24.3.09

eu sei que já disse

mas estou apaixonada pela cat power, colocando assim na mesa de jogo uma heterossexualidade que eu até julgava estar garantida. quero, no entanto, deixar o cuidado de não encararem estas minhas verdades como confissões. daqui a pouco já posso estar apaixonada por outra qualquer.
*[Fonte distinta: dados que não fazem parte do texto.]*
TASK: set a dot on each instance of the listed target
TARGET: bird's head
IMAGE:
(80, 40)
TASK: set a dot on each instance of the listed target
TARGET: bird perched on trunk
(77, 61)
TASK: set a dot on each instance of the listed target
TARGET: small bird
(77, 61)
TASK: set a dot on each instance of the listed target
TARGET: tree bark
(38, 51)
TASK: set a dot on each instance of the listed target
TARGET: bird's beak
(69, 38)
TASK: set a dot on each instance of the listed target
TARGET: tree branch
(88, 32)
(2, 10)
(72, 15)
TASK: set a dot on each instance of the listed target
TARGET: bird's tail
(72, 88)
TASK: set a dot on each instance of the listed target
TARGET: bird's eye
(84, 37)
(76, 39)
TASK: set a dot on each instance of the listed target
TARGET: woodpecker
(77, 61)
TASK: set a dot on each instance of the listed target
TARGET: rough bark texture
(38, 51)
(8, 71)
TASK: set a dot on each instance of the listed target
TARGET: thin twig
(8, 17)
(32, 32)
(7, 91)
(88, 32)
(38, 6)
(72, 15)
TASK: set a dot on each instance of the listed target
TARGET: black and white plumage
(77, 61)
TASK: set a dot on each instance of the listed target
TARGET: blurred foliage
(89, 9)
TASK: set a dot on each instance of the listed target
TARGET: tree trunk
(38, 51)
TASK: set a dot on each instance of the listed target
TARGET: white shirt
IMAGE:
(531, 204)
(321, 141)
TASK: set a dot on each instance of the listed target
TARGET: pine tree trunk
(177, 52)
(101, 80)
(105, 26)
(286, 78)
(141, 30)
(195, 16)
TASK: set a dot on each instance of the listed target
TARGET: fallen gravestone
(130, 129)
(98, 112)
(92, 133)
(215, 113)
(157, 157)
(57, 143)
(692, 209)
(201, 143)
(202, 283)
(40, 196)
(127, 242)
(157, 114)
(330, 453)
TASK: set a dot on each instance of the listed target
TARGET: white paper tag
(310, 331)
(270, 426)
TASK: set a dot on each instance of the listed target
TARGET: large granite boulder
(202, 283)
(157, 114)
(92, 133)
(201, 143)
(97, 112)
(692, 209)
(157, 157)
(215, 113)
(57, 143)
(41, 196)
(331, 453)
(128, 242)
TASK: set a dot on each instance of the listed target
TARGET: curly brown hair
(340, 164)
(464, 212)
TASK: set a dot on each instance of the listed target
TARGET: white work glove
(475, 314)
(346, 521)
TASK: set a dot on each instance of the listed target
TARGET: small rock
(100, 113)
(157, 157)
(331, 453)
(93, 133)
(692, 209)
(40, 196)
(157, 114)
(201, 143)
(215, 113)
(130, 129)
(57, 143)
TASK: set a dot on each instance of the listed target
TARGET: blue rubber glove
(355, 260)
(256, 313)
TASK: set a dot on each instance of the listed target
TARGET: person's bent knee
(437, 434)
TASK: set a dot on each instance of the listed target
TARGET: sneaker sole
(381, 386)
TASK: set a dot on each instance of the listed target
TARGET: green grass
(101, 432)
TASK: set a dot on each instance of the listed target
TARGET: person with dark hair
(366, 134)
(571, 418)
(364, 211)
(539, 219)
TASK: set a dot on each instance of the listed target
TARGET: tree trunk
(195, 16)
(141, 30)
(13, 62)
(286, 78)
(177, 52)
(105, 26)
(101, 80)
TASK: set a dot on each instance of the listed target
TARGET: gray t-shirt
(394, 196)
se eu fosse lésbica, era uma lésbica quenga (e não uma quenga lésbica). ainda bem que não sou, a minha mãe não ía gostar nada.

Vertigem

Viajamos num balão de ar quente. A viagem já começou há tanto tempo e ainda estamos presos à vertigem de olhar para baixo, da proximidade das nuvens. Ainda rodamos à procura de novas perspectivas, mas quase não há alterações em qualquer dos ângulos. Viajamos no balão de ar quente juntos e quase não olhámos um para o outro. Quase não nos apercebemos de que estamos tão próximos e tão sozinhos. Viajamos com a cabeça pendurada para fora quando devíamos olharmo-nos nos olhos e sentir a viagem juntos. Quando começou a viagem? Não sei. Já perdi a referência de tempo e de espaço. O sol vai circulando, a lua também. A paisagem vai mudando. Rios, montanhas, mar, sereias, serras, vales, abismos, monstros, sonhos, campos, estradas que desprezamos por não precisarmos delas. Estamos no ar, a viajar num balão de ar quente e nem reparei se te comoveste quando subimos, voamos juntos e nem reparaste se estou com medo de cair. Quero olhar para ti mas a vertigem atrai-me. Não consigo desviar os olhos incrédulos da distância do chão, da imagem do meu corpo a esmagar-se violentamente contra o solo, do som do teu grito terrível, da sensação dos meus ossos a estilhaçarem-se como vidro. E a viagem continua.


17.3.09

a minha Danae*


Olhar olhar olhar olhar. Gastar e esgotar o acto na sua consumação ad nauseam. Decorar-lhe as linhas, aprender-lhe as cores, saber a obra de cor(ação). Depois escrever e falar sobre ela. Foda-se.
*era mais simples quando era só minha e não tinha que partilhá-la com ninguém.

6.3.09

A Ana Franco fotografa-me os sonhos.

Ciro e os lídios

Só quem for surdo não ouve o que dizem os animais, uma vez no cativeiro, dão evidentes sinais do conhecimento que têm da sua desgraça e deixam ver perfeitamente que se sentem mais mortos que vivos, continuando a viver mais para lamentarem a liberdade perdida do que por lhes agradar a servidão. (...)
Esse estratagema com que os tiranos embrutecem os súbditos está, mais do que em qualquer outro lado, explicitado no que Ciro fez aos lídios depois de se ter apoderado de Sardes. Fundou nela bordéis, tabernas e jogos públicos, mandando apregoar um decreto em que obrigava os habitantes a frequentá-los. Tão bons resultados teve esta guarnição que foi desnecessário daí em diante levantar a espada contra os lídios. Os desgraçados divertiram-se a inventar toda a casta de jogos.*

O ser humano não tem, na sua natureza, a liberdade.
E esta é uma das constatações mais tristes que fiz até hoje.